Data science is not a science and that's OK

While my focus has largely shifted to web development, I used to be more involved in data-scinece-y stuff both at work and during my personal time studying. I still occassionally and casually consume relevant materials, be it a blog article, a YouTube video1, or something else.

Recently, I came across an episode of Practical AI podcast series produced by Changelog, titled "What exactly is 'Data Science' these days?" While I mostly enjoyed listening to the episode, it reminded me again I am a no fan of the word "data science".

So, the following is my personal thoughts on "data science":

Data science is not a science

In my view, there is something fundamentally misleading about the term "data science". Maybe it's just an aspirational name or a cynical marketing pitch to appear more authoritative. Either way, despite "science" in its name, the goal of "data science" is not scientific.

In practical terms, "data science" is about exploiting modern computational tools and advanced algorithms to efficiently extract information from larger and more diverse datasets (and skillfully present that information). In doing so, "data science" adopts certain elements of scientific research, like hypothesis testing.

Nonetheless, it puts little emphasis on the collective labor of formulating and advancing humankind's understanding of reality, which, in my mind, is key to any scientific enterprise. And when "data science" relates to science and scientific knowledge, it does so as a consumer rather than a contributor.

This is not to say that "data science" practitioners cannot participate in scientific work or contribute to scientific literature. In fact, many accomplished "data scientists" are those trained at top universities as scientific researchers. I'm sure some of them are active participants of the scientific process.

In the end, however, their presence and influence in the "data science" world may have exacerbated the misconceptions invoked by the name of "data science," which in itself has little to do with contributing to the growing body of scientific knowledge.

What data science does

In practice, "data science" refers to a broad range of arts and crafts for handling and analyzing data as well as communicating the analysis results. And its goal is almost always tied to better decision making mostly in the business context.

Some people seem to attach the name "data science" to specific software tools or statistical models, e.g. one must write Python code to fit fancy machine learning models to be considered a proper "data scientist." My impression is that this kind of argument is most often pushed by online courses sold to students, but that's totally unnecessary.

That is why it is possible to argue that one can do "data science" using Microsoft Excel or writing SQL queries. Dashboarding tools like Tableau and Microsoft Power BI also claim their places in "data science." Some may not like it, but it seems that you are doing "data science" as long as you can dig out those insights from data.

Of course, in more advanced settings, the work of "data science" requires modern and powerful computational solutions in order to work with a truly large volume and variety of data efficiently.
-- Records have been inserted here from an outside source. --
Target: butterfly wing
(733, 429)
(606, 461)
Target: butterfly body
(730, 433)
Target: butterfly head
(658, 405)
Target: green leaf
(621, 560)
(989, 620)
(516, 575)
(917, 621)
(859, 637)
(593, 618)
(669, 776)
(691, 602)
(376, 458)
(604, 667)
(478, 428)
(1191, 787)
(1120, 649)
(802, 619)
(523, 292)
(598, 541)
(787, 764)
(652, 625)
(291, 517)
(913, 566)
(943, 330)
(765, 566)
To make it work, you need distributed computing, complex machine learning models, robust data pipeline infrastructure, and all that jazz. Still, these cases are rare and many "data scientists" continue to work with maybe a few tens of thousands of records at a time.

What data science is

I consider "data science" ultimately as a rebranding of business intelligence/analytics.
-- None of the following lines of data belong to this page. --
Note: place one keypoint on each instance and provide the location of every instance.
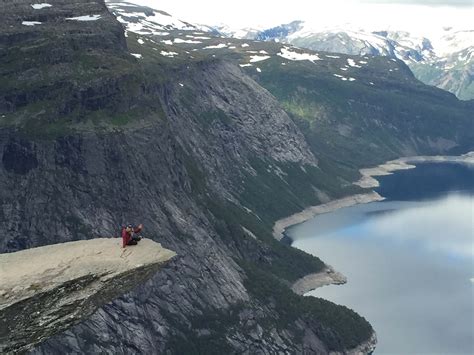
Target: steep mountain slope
(174, 129)
(98, 137)
(444, 60)
(48, 289)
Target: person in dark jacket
(130, 235)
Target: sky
(414, 15)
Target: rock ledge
(46, 290)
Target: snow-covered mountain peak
(145, 20)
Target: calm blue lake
(409, 260)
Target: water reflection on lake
(409, 262)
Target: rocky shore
(310, 212)
(368, 181)
(313, 281)
(46, 290)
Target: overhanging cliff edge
(46, 290)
It is a rebranding because it does not bring anything fundamentally new to the table despite its marketing pitch. What has changed is, rather, the environment in which more data (both in terms of quantity and format) and more powerful tools (both software and mathematical/computational constructs) are now made available. We may see this as the evolution of an existing field, but not something radically new and certainly not a new branch of science.
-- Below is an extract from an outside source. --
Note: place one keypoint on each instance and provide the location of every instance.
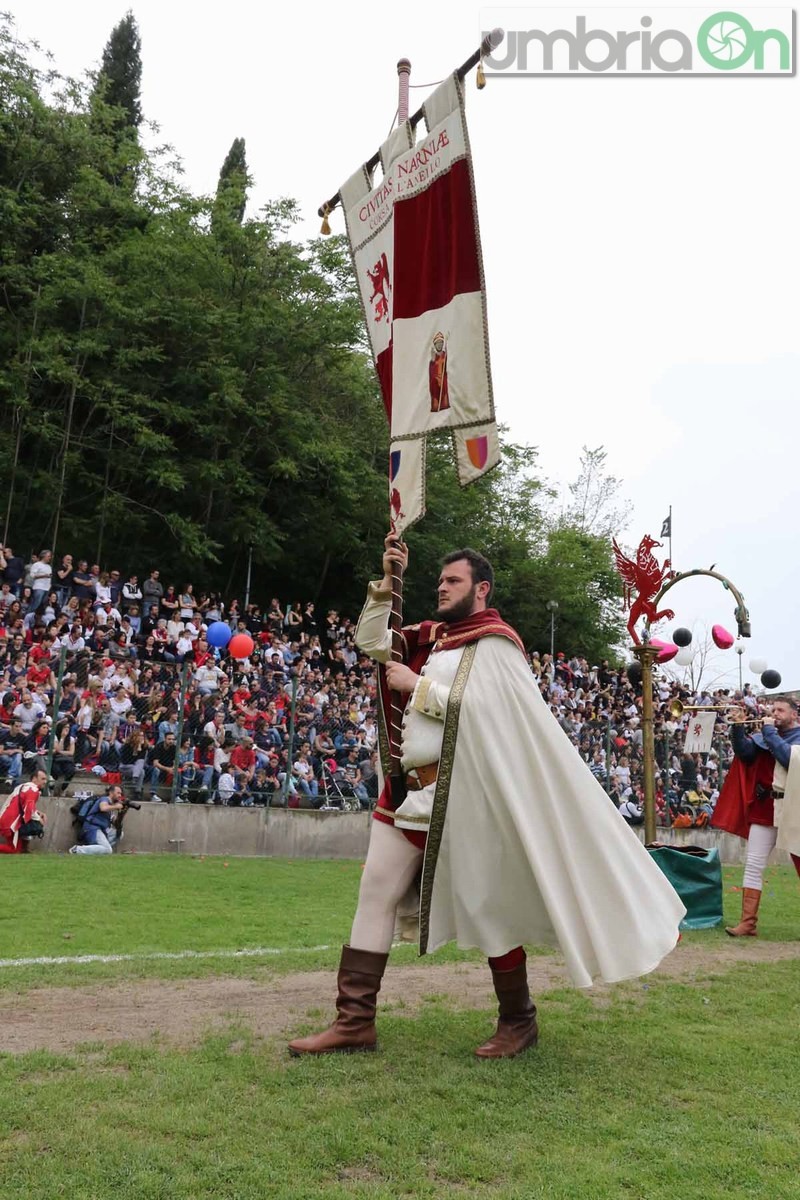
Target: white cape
(525, 846)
It is business intelligence because the goal is better decision making. In this sense, if a fitted machine learning model is a product in itself, or constitutes the core part of a product, it is no longer "data science." However, collecting the data generated from its uses and analyzing that data to improve the product or service do fall in the realm of "data science."

And that's OK

All of this talk is not to dismiss "data science" and what it has to offer. "Data science" does not need to pretend like it's a "science" to be great. Modern science relies on mathematical language and concepts but it's no mathematics, either. Does this mean science is somehow inferior to mathematics? No. They are just different.

And what's wrong with better business intelligence? Decision making is an important part of life, and if we can employ modern technologies in a disciplined manner to improve that, it can do wonders.

The name "data science" is everywhere already. And maybe "science" in its name helped it to get widely popularized. But now that it is no longer the latest hype in the market, I'd like to see some more introspection and maybe another rebranding--this time, for the sake of sanity and self-respect.